Jaritos acude al centro de mando donde le han informado que se encuentran «el ministro del Interior, al secretario de Estado, a Guikas y a Stazakos, responsable éste de la lucha antiterrorista, pero en la sala de operaciones sólo veo a estos dos últimos. Guikas, su jefe, viste de uniforme, y Stazakos lleva encima todo el equipo de campaña, como se presenta a veces en mi despacho». No hay comunicación con el barco. Comienza la guerra psicológica y las especulaciones: palestinos radicales, terroristas islamistas, traficantes, exmilitares serbios… Son conscientes de que «si durante las primeras cuarenta y ocho horas no ejecutan a nadie, sabremos que su objetivo es no matar, sino chantajearnos para conseguir algo más» y de que «esto es Grecia, si nos despistamos un segundo nos echarán la culpa de todo y se nos va a caer el pelo».

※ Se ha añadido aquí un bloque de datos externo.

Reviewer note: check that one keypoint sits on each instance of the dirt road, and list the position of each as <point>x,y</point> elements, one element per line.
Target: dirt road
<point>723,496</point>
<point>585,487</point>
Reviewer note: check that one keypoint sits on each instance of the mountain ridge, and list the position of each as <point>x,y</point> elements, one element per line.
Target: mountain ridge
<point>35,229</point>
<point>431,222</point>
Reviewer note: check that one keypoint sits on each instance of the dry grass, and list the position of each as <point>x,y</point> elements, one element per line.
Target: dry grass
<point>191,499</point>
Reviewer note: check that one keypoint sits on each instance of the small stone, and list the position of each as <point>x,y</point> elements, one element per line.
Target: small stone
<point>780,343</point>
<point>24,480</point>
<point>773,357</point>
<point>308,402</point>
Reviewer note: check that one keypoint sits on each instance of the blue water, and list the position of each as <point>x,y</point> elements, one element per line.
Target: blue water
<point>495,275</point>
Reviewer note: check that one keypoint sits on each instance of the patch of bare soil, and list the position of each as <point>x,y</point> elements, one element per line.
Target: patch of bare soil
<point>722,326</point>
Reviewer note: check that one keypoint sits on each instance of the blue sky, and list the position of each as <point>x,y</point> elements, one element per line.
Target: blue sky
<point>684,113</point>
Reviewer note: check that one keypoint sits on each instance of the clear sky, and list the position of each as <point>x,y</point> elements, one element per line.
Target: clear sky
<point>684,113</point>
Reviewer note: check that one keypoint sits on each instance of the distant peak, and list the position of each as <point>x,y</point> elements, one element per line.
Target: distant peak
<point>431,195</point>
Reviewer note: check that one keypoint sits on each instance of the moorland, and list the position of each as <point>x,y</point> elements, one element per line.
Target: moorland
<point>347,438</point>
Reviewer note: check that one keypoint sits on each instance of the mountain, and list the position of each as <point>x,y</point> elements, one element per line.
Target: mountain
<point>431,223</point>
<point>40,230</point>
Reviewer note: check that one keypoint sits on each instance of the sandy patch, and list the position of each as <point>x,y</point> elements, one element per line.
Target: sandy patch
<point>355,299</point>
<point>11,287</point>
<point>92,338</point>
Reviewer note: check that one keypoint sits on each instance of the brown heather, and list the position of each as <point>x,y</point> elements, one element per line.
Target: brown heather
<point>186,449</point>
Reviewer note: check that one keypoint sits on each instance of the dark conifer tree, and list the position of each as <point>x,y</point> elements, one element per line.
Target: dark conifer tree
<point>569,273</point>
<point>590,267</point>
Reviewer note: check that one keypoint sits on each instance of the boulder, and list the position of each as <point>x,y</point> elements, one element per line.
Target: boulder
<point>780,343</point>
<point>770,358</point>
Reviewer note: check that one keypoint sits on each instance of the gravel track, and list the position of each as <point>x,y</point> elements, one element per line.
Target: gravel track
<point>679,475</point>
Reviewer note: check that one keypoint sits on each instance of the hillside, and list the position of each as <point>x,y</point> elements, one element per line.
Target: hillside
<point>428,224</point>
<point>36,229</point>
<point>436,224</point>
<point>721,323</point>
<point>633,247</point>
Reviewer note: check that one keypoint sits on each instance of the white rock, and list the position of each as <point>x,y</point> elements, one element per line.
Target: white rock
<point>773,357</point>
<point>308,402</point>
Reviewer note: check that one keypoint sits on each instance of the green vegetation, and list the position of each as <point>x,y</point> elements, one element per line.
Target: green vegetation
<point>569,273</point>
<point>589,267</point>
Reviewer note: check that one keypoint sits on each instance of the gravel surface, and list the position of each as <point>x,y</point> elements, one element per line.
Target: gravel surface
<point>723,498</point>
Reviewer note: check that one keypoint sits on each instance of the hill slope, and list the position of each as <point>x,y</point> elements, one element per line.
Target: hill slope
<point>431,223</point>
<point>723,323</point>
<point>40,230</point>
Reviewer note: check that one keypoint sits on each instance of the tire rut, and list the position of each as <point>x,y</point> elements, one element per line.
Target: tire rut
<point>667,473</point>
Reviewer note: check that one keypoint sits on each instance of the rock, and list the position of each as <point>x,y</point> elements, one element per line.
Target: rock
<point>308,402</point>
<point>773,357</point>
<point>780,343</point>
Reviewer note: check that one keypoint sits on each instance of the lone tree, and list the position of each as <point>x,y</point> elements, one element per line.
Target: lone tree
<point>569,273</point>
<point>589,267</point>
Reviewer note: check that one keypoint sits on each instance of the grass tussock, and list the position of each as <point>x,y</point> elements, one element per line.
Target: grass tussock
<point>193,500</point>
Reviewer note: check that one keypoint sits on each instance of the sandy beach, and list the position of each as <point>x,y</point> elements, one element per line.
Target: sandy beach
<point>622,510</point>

Guikas, para mantener alejado a Jaritos del centro de mando, le encarga que investigue junto con Fred Parker, del FBI quién puede estar detrás del secuestro. A su vez Rusia envía a Igor Challapin, director del Consejo de Seguridad de la Federación Rusa, dos de los secuestrados son un general que sirvió en Grozni y un agente del servicio secreto. Sin embargo, Jaritos no puede quedarse mucho más tiempo en Creta, ya que el asesinato de una estrella publicitaria, Stelios Ifantidis, le obliga a retornar a la península. Tanto el secuestro del barco como el asesinato de la estrella tendrán un nexo común que Jaritos tardará en descubrir. Durante sus pesquisas la tensión aumentará por las acciones de los secuestradores, las discusiones entre las autoridades sobre cómo terminar del secuestro y más asesinatos de celebridades de la televisión.

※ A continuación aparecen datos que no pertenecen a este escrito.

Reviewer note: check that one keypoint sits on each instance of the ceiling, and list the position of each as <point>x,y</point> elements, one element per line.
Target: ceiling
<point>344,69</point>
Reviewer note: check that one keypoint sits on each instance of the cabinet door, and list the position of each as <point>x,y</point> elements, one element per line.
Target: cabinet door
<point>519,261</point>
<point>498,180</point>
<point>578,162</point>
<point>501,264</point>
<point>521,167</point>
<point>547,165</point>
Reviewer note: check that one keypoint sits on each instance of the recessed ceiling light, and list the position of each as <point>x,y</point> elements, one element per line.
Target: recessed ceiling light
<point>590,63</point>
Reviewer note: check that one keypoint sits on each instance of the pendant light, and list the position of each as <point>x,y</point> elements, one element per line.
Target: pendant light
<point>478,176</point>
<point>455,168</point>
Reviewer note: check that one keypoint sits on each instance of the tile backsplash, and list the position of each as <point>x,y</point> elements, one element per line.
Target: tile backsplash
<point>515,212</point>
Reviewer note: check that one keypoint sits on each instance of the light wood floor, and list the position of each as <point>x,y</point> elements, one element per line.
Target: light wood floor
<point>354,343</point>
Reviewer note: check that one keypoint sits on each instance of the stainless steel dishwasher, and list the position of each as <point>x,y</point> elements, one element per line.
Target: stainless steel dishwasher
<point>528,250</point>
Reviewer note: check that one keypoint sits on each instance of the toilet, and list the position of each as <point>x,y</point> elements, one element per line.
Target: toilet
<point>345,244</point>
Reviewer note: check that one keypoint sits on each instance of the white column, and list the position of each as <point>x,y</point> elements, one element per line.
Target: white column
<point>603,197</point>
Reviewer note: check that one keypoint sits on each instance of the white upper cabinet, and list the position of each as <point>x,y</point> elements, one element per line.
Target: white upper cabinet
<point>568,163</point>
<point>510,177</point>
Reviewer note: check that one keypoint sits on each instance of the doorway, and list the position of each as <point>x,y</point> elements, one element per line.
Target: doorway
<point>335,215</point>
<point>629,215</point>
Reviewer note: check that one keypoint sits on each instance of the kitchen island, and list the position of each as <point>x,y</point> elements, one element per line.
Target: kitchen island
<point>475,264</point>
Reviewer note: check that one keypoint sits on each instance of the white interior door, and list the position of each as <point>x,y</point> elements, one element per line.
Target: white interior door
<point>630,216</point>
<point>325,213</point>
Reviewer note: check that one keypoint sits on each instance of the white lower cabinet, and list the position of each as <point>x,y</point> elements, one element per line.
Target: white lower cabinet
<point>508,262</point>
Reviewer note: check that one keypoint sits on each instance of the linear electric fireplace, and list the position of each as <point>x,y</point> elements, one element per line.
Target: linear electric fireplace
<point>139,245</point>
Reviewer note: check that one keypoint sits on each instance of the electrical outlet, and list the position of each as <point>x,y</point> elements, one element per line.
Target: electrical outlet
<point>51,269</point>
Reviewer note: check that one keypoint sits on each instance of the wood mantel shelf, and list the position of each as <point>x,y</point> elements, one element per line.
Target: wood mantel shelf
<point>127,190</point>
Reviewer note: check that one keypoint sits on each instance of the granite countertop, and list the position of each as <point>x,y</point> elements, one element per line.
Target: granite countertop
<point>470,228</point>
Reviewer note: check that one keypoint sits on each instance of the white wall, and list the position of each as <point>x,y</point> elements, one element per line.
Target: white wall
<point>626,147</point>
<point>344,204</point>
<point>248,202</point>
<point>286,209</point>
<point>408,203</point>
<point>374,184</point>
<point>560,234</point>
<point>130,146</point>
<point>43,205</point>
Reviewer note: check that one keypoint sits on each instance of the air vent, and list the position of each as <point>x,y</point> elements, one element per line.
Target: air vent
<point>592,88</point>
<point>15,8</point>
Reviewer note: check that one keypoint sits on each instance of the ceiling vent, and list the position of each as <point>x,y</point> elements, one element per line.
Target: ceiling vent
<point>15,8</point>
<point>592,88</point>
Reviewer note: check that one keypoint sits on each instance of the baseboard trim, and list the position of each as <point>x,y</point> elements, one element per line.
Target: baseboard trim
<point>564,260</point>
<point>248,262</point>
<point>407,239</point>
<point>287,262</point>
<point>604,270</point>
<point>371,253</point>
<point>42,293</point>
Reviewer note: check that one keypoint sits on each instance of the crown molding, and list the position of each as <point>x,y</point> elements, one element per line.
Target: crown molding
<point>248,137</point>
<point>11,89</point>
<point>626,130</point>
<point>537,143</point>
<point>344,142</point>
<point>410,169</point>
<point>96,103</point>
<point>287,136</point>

La angustia de Jaritos y Adrianí, su esposa,  se incrementará al máximo cuando se filtre la noticia de que Katerina es la hija de un policía. Sotirópulos, al periodista que hemos conocido en entregas anteriores, se convertirá en un aliado de Jaritos y Adrianí nos mostrará una faceta desconocida de ella. En la serie de Jaritos hay siempre una crítica social: los problemas de inmigración, la cara oculta del capitalismo, el estado ruinoso de las instalaciones olímpicas, el poder de la publicidad…. Así, subido a su Mirafiori que conduce por las calles siempre atascadas de la capital griega. «Tardo casi tres cuartos horas en ir desde Platuka hasta el laboratorio científico. Todos los que, durante los Juegos Olímpicos, veían fluir el tráfico como las olas del Danubio, y proclamaban entusiasmados que los atascos de Atenas habían desaparecido para siempre, se encuentran ahora empantanados en las marismas de la avenida Mesolingos y sueltan palabrotas, como antes de los Juegos».

Jaritos siempre es Jaritos y no pierde su confianza en que todo se podrá todo solucionar. «Francamente no te entiendo. Llevas años viendo a diario asesinatos, homicidios, atrocidades, cadáveres… ¿Cómo puedes conservar tu optimismo después de eso?». Hasta su relación con Stazakos puede cambiar, aunque no parta con buen pie. Todos saben que «él le toma por un poli pasado de moda que no entiende nada de sistemas modernos, y yo a él por un imbécil que se cree que es Rambo, cuando en realidad no es más que un griego acomplejado».

Y el Jaritos siempre tan humano. «Me invade la nostalgia de la época en que mi padre, cabo de carabineros, perseguía a ladrones de gallinas, y yo, a carteristas. Si me tocaba resolver algún delito de honor, iba a casa del homicida, que me esperaba sentado en una silla, cabizbajo, y yo lo esposaba. Hoy en día, las tradicionales tiendas griegas se han visto engullidas por los supermercados y las grandes superficies, y yo persigo mafiosos, que son de algún modo supermercados del crimen en los que se vende de todo, desde chicas ucranianas y drogas hasta diversión nocturna o grandes complejos de oficinas». ¿Quién no quiere leer más de Jaritos?